Sepatu atau sebuah alas kaki mengisahkan banyak cerita, karena “semakin jauh berjalan, akan semakin banyak yang dilihat” serta banyak pula kisah yang ada di setiap “perjalanan”. Namun pada realitas kehidupan, berjalan tanpa henti akan membawa pada kelelahan. Ada kala, langkah perlu berbalik untuk beristirahat sementara, meski terkadang hasrat terus saja bergerak, istirahat sebaiknya dimanfaatkan untuk merenung peran yang dapat kita berikan diantara peran-peran orang lain.

Memang, kita terbiasa membiarkan hasrat maju jauh di depan, alih-alih mempertimbangkan kebutuhan yang akan memberikan “manfaat” pada orang lain, malah bersitegang untuk mempertahankan “prinsip” yang hanya terlintas sekilas dalam benak demi sebuah “fatamorgana” keuntungan.
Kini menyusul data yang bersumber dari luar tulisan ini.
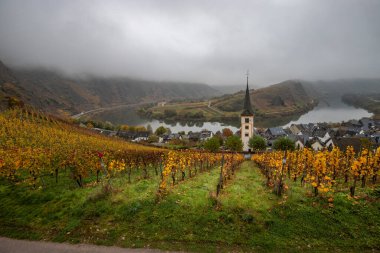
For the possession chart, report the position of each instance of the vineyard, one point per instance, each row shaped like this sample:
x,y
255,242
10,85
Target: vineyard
x,y
64,183
326,171
34,148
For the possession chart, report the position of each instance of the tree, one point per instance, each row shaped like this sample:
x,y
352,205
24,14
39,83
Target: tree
x,y
284,143
226,132
149,128
234,143
170,113
212,144
160,131
257,143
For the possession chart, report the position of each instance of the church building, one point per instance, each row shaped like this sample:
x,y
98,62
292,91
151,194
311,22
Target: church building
x,y
246,120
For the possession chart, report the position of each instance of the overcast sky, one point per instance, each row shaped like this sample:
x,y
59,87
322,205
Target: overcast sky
x,y
212,42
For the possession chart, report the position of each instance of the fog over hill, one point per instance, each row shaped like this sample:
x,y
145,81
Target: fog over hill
x,y
211,42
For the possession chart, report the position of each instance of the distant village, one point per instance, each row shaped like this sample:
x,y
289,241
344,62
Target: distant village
x,y
317,136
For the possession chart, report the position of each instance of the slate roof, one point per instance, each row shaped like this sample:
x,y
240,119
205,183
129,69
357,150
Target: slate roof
x,y
247,111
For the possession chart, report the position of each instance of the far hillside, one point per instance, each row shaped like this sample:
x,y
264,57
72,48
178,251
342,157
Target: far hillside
x,y
276,102
57,93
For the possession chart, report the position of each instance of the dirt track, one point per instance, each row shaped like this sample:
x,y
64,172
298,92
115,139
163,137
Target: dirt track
x,y
21,246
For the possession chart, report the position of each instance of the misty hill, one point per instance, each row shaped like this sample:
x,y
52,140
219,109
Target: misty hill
x,y
278,101
55,92
284,96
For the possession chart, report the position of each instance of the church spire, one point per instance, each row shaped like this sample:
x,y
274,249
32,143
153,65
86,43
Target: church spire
x,y
247,102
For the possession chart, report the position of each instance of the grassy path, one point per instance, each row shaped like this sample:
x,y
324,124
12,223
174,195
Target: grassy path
x,y
247,216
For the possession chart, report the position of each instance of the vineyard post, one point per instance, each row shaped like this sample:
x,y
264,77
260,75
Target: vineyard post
x,y
280,183
220,183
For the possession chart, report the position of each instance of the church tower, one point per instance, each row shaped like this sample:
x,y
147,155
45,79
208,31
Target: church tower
x,y
246,120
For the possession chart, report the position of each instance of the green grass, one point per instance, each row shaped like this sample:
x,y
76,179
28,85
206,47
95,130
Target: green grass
x,y
247,216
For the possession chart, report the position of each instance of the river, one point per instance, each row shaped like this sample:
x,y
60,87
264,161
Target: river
x,y
331,111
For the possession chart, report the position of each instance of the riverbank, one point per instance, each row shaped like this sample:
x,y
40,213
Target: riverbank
x,y
205,112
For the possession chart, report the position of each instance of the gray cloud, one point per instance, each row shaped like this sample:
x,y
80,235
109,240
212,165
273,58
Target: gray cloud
x,y
201,41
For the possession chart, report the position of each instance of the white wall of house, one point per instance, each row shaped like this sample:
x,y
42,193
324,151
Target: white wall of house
x,y
246,130
299,144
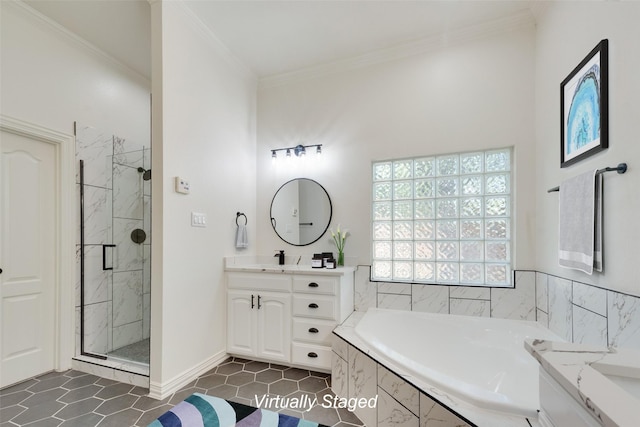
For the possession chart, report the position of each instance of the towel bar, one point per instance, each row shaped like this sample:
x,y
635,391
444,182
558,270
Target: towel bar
x,y
238,215
621,168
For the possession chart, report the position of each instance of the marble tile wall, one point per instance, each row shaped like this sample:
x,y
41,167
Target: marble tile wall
x,y
587,314
116,201
399,404
514,303
576,311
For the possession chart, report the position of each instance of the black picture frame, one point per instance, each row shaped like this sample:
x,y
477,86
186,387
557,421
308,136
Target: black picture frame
x,y
584,107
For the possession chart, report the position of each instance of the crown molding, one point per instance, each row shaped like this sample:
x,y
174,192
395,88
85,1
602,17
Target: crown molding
x,y
209,36
49,24
508,24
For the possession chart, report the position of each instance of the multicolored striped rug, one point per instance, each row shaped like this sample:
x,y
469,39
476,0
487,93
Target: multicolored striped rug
x,y
199,410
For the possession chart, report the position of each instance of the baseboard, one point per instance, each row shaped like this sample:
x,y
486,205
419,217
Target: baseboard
x,y
162,390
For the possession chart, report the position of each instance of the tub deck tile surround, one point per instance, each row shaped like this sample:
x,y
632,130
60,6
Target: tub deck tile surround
x,y
547,299
397,393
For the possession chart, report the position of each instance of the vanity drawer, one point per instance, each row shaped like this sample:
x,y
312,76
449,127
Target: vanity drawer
x,y
259,282
316,306
311,355
315,285
313,330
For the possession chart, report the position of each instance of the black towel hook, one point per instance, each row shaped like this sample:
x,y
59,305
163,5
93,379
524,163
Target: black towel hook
x,y
238,215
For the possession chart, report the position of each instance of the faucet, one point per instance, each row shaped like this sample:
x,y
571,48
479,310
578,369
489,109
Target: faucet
x,y
280,257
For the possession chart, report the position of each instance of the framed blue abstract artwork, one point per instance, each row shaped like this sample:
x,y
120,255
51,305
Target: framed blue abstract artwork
x,y
584,108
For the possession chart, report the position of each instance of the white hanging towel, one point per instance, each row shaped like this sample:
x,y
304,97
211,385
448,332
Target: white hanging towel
x,y
242,241
580,229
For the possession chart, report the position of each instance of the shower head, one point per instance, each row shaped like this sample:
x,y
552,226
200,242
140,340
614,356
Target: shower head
x,y
146,173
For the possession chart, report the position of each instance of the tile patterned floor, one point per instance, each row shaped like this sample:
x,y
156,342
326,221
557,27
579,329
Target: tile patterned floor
x,y
76,399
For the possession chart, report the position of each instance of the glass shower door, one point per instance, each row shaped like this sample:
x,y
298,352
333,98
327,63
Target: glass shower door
x,y
115,200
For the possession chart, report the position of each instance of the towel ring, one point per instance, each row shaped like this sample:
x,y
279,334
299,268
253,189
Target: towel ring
x,y
238,215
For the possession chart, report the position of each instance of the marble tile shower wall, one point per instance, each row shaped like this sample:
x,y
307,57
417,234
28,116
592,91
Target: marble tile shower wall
x,y
116,201
575,311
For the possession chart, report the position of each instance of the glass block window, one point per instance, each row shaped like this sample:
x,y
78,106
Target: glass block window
x,y
443,219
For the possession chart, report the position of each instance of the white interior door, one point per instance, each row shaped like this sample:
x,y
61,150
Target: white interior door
x,y
28,257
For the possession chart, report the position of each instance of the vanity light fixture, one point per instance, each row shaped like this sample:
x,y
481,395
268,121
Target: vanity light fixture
x,y
299,150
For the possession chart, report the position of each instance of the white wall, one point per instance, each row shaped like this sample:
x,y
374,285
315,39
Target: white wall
x,y
566,32
52,79
204,126
473,95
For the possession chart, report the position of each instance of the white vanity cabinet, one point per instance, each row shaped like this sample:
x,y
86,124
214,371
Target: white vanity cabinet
x,y
258,316
287,316
320,303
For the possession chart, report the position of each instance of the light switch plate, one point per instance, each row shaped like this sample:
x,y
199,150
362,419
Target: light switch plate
x,y
182,185
198,219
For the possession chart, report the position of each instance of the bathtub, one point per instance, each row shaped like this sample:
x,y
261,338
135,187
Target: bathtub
x,y
481,361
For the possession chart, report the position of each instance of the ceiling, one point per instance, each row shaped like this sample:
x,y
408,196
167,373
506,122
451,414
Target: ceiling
x,y
275,37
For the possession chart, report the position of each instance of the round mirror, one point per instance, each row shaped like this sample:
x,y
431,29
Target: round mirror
x,y
301,211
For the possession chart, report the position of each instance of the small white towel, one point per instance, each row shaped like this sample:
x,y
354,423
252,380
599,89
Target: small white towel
x,y
242,241
580,229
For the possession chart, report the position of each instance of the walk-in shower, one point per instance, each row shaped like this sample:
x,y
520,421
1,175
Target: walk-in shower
x,y
113,247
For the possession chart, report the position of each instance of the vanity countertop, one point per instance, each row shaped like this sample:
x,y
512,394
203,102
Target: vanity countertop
x,y
262,264
605,381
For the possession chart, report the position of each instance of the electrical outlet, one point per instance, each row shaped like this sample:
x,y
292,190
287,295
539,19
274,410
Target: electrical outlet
x,y
198,219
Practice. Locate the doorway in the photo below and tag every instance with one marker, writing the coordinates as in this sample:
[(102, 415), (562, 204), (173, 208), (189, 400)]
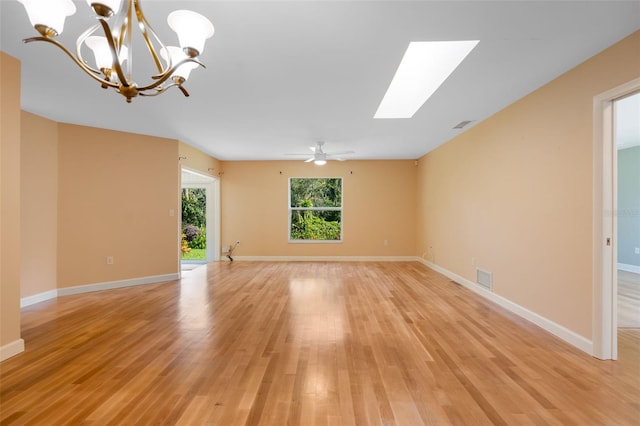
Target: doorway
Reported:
[(627, 141), (605, 224), (200, 225)]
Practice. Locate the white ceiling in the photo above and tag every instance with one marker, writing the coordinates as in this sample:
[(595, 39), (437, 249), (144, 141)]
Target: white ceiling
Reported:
[(282, 75)]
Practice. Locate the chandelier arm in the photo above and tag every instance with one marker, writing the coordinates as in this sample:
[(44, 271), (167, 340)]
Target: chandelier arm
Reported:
[(89, 71), (81, 40), (164, 88), (114, 54), (145, 29), (174, 67), (161, 78)]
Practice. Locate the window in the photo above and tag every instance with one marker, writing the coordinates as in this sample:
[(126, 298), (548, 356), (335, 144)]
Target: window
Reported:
[(315, 209)]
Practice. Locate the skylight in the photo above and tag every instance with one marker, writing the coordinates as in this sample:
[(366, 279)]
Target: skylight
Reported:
[(424, 67)]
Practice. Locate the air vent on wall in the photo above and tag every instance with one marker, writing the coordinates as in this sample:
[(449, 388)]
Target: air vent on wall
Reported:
[(461, 124), (484, 278)]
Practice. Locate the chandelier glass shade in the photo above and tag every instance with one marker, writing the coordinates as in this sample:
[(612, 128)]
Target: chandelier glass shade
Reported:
[(113, 50)]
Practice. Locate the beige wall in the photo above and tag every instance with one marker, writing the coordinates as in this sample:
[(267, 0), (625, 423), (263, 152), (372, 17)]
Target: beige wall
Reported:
[(116, 191), (195, 159), (39, 204), (9, 204), (514, 193), (379, 204)]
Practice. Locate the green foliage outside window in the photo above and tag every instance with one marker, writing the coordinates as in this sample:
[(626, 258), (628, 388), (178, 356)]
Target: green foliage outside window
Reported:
[(315, 209)]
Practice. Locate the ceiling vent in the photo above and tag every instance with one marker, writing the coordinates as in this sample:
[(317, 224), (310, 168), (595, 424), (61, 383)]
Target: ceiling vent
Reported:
[(462, 124)]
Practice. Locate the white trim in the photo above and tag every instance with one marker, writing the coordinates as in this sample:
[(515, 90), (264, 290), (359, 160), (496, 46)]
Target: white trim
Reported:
[(629, 268), (11, 349), (65, 291), (604, 260), (557, 330), (37, 298), (326, 258)]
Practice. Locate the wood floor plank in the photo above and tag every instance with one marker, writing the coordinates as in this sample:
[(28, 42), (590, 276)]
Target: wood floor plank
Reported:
[(306, 343)]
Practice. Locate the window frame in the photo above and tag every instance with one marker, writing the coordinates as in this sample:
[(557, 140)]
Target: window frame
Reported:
[(291, 209)]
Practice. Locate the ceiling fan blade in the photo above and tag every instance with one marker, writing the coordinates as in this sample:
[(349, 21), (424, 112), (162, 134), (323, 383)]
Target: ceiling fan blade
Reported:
[(340, 152)]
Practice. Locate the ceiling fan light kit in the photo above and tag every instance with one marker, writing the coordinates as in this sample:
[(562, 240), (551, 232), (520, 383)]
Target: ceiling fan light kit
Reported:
[(320, 157), (113, 52)]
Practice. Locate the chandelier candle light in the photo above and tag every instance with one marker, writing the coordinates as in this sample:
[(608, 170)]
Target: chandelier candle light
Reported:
[(113, 52)]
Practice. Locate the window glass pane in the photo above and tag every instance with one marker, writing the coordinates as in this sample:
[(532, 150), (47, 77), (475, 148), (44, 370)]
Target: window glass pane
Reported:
[(316, 225), (316, 192)]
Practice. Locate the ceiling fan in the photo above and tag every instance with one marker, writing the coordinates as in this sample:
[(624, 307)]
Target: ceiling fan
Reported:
[(320, 157)]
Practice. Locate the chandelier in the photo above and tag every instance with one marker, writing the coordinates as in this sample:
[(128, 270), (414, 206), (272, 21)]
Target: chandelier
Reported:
[(113, 51)]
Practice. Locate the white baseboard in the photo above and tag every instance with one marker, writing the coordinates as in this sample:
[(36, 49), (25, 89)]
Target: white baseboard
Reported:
[(325, 258), (11, 349), (37, 298), (557, 330), (629, 268), (65, 291)]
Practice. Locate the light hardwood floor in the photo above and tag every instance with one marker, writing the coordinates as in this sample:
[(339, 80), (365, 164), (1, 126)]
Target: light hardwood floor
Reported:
[(250, 343), (628, 299)]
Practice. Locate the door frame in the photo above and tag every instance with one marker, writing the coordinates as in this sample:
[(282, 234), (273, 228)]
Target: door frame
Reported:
[(605, 223), (212, 190)]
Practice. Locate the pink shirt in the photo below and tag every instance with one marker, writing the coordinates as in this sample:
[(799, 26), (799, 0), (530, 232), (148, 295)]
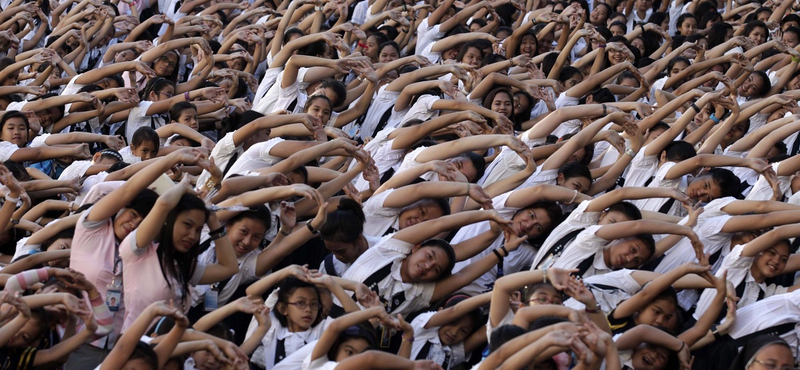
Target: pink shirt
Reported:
[(93, 254), (144, 280)]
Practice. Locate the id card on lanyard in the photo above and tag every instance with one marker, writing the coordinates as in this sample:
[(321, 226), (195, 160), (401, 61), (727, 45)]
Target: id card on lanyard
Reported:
[(114, 294)]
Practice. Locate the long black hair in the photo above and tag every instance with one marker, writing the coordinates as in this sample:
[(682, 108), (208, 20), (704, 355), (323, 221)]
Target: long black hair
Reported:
[(174, 264)]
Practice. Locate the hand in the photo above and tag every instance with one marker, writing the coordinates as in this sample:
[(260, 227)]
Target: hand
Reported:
[(759, 165), (476, 193), (576, 289), (288, 216), (248, 305), (512, 242)]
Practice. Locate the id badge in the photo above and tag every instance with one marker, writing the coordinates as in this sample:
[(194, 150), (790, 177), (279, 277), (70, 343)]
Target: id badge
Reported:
[(386, 336), (211, 302)]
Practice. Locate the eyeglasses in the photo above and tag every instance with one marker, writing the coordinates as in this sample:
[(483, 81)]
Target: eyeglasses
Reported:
[(774, 366), (303, 305)]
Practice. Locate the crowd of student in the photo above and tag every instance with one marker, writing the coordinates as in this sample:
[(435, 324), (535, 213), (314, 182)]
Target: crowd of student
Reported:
[(389, 184)]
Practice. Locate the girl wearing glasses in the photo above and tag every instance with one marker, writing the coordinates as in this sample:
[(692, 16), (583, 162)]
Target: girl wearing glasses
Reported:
[(297, 313)]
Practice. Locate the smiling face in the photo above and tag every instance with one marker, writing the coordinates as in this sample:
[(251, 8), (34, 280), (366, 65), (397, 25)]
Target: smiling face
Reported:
[(773, 356), (688, 27), (581, 184), (703, 189), (15, 131), (246, 235), (599, 15), (657, 313), (502, 104), (758, 35), (204, 360), (419, 212), (457, 331), (388, 54), (188, 117), (771, 262), (533, 222), (187, 228), (301, 310), (424, 264), (166, 64), (647, 357), (320, 108), (628, 253), (751, 86), (472, 57)]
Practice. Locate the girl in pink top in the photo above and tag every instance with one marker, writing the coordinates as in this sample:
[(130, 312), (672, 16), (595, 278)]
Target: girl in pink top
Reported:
[(160, 257)]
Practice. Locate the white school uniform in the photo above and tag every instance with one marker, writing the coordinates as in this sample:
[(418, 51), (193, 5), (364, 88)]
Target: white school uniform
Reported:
[(738, 268), (654, 204), (517, 260), (391, 251), (782, 309), (255, 157), (578, 219), (586, 245), (447, 356), (265, 354), (609, 290)]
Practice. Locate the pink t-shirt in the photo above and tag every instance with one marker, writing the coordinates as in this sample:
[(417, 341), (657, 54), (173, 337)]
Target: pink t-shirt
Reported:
[(93, 254), (144, 280)]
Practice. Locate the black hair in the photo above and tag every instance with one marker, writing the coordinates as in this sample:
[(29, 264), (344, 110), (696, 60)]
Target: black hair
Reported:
[(477, 161), (110, 154), (504, 334), (750, 26), (155, 85), (554, 212), (144, 352), (175, 110), (312, 98), (360, 331), (387, 44), (568, 72), (619, 24), (575, 169), (287, 287), (302, 171), (679, 151), (174, 264), (492, 58), (729, 184), (345, 223), (626, 208), (599, 96), (237, 121), (259, 213), (792, 17), (15, 114), (145, 134), (649, 243), (765, 86), (338, 88), (448, 251), (680, 21), (63, 234)]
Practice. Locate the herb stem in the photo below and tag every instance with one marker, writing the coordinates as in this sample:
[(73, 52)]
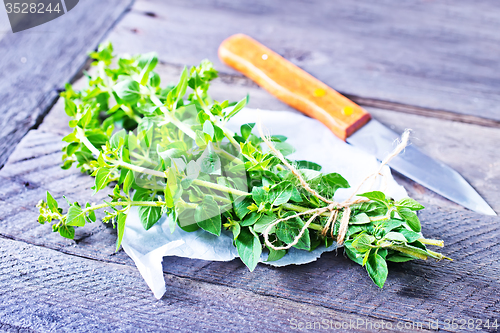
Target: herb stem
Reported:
[(410, 252), (219, 187), (301, 209), (80, 134), (125, 203)]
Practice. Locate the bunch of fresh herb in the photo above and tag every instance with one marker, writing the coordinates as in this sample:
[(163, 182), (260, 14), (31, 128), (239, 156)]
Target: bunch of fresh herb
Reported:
[(167, 151)]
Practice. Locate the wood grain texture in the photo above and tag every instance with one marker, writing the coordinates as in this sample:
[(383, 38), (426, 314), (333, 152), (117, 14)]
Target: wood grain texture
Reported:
[(35, 63), (441, 55), (46, 291)]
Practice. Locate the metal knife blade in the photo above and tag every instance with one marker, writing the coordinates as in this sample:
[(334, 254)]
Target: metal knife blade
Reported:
[(378, 140)]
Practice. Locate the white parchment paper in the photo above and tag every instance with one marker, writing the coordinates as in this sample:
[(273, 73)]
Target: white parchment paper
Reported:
[(313, 142)]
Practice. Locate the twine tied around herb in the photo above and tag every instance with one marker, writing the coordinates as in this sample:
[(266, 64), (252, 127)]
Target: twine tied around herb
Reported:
[(333, 207)]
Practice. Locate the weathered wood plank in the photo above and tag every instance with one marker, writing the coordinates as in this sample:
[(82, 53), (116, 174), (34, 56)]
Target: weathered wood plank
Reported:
[(46, 291), (437, 55), (36, 62)]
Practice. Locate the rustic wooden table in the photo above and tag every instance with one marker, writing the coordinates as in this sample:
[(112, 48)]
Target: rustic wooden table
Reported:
[(430, 65)]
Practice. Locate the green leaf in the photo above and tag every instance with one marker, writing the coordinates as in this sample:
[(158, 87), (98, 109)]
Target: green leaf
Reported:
[(285, 148), (69, 107), (128, 91), (102, 178), (147, 62), (366, 257), (127, 182), (363, 242), (114, 141), (67, 231), (280, 193), (411, 218), (75, 217), (249, 248), (237, 108), (399, 257), (377, 269), (361, 218), (289, 229), (181, 87), (409, 203), (236, 230), (120, 224), (207, 216), (154, 79), (250, 219), (52, 203), (149, 216), (375, 195)]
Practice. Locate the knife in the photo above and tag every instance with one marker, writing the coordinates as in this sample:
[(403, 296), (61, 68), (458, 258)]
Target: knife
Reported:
[(344, 118)]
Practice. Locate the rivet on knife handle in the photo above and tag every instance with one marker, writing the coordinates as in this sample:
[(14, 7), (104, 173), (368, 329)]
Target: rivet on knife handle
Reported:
[(293, 85)]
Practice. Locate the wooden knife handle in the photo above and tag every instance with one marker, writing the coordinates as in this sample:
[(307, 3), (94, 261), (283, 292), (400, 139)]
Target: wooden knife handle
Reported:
[(293, 85)]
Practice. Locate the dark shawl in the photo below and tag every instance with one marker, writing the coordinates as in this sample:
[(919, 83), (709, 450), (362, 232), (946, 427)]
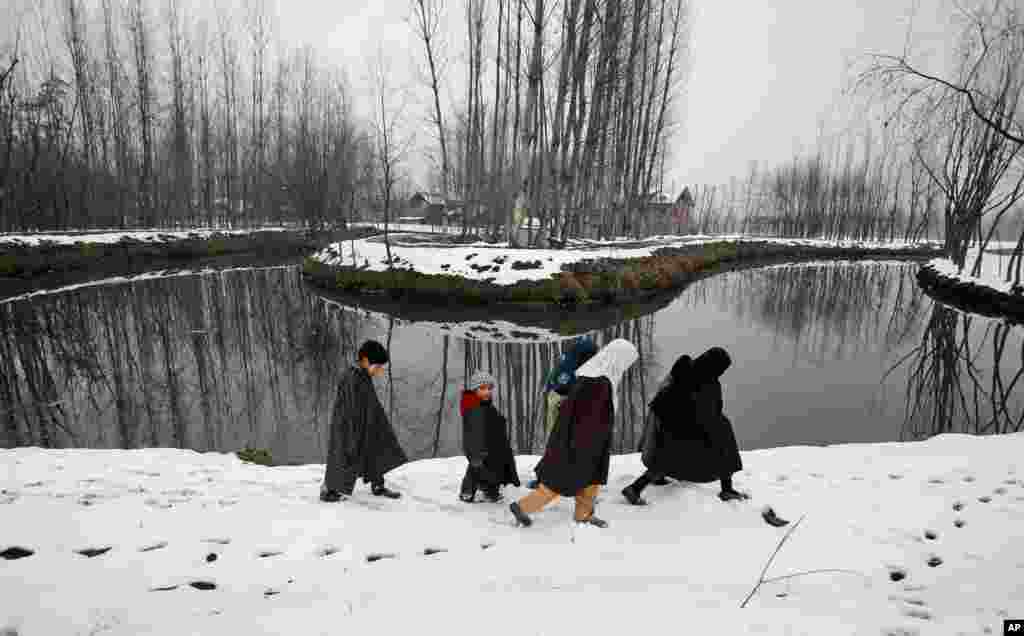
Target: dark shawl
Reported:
[(360, 434), (695, 440), (484, 437), (580, 447)]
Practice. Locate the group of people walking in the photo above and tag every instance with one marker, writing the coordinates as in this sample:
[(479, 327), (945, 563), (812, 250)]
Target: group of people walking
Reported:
[(686, 435)]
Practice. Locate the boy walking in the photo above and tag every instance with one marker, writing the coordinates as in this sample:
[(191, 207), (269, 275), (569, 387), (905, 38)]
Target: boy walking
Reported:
[(485, 442)]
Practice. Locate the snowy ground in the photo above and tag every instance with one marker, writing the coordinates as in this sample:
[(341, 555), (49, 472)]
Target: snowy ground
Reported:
[(150, 236), (158, 273), (993, 269), (495, 261), (927, 534)]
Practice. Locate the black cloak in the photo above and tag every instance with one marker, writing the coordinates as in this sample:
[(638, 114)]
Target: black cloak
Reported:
[(695, 441), (580, 447), (360, 438)]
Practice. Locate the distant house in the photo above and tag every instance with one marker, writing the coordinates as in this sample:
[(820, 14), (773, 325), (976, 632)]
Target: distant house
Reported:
[(434, 208)]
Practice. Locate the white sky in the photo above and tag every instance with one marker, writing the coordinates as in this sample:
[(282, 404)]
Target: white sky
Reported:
[(764, 77), (764, 74)]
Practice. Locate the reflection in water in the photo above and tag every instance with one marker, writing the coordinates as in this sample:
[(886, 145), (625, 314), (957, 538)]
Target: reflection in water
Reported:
[(225, 359), (963, 377)]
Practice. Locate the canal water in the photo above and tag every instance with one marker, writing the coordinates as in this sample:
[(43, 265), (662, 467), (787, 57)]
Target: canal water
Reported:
[(822, 353)]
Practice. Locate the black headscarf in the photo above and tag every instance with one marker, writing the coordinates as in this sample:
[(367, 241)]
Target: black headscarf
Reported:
[(711, 365), (677, 393)]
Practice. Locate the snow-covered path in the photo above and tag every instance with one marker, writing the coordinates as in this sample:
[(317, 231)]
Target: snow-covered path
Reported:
[(943, 516)]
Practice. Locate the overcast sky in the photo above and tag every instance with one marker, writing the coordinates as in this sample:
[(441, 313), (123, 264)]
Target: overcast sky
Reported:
[(764, 74)]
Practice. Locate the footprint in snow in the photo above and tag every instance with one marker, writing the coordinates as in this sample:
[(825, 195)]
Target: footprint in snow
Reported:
[(15, 552), (918, 612), (896, 574), (93, 552), (376, 556)]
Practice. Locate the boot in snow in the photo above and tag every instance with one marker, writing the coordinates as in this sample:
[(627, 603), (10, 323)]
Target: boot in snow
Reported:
[(332, 497), (380, 490), (771, 518), (731, 495), (633, 497), (595, 521), (521, 517)]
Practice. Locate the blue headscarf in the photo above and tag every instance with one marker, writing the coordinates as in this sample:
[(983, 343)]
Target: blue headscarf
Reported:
[(562, 377)]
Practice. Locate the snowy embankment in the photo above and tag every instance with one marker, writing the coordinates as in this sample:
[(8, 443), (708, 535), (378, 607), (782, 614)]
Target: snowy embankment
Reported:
[(993, 269), (113, 237), (916, 539), (504, 265)]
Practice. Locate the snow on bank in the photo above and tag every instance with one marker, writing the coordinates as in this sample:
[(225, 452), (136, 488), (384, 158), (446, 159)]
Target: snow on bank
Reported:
[(159, 273), (927, 535), (487, 331), (993, 269), (107, 238), (485, 261)]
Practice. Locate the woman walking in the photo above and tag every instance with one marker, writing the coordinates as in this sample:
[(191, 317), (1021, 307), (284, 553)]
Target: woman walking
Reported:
[(576, 462)]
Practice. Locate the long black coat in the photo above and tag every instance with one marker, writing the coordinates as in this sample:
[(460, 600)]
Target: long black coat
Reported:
[(361, 437), (580, 447), (484, 437), (697, 443)]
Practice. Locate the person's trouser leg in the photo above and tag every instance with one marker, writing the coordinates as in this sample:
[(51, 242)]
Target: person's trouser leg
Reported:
[(585, 502), (470, 482), (537, 500)]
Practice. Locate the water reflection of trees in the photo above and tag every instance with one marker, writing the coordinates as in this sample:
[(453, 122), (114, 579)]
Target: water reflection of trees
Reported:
[(965, 377), (822, 310)]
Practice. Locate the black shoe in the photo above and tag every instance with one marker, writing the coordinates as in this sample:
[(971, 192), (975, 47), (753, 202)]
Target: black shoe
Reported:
[(771, 518), (332, 497), (521, 517), (595, 521), (633, 497), (733, 496), (383, 491)]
Tak ayal, argumen yang diperdebatkan demi sebuah kehormatan yang dianggap bermartabat padahal telah mencoreng “harga diri” dan dengan sukarela melupakan kepentingan bersama yang telah disepakati.

Bertahan pada keinginan semata tentu akan menjerat diri, pada akhirnya hasrat ini menjadi sebuah wujud ketamakan dan keangkuhan yang menganggap rendah pada kepentingan lainnya. Hal ini sama persis dengan transformasi makna “ruang publik” yang awalnya disandingkan dengan tiga elemen, yaitu responsif, demokratis dan bermakna sesuai pemanfaatan ruang. Ruang publik telah dialihkan fungsi untuk meraup keuntungan “keakuan”.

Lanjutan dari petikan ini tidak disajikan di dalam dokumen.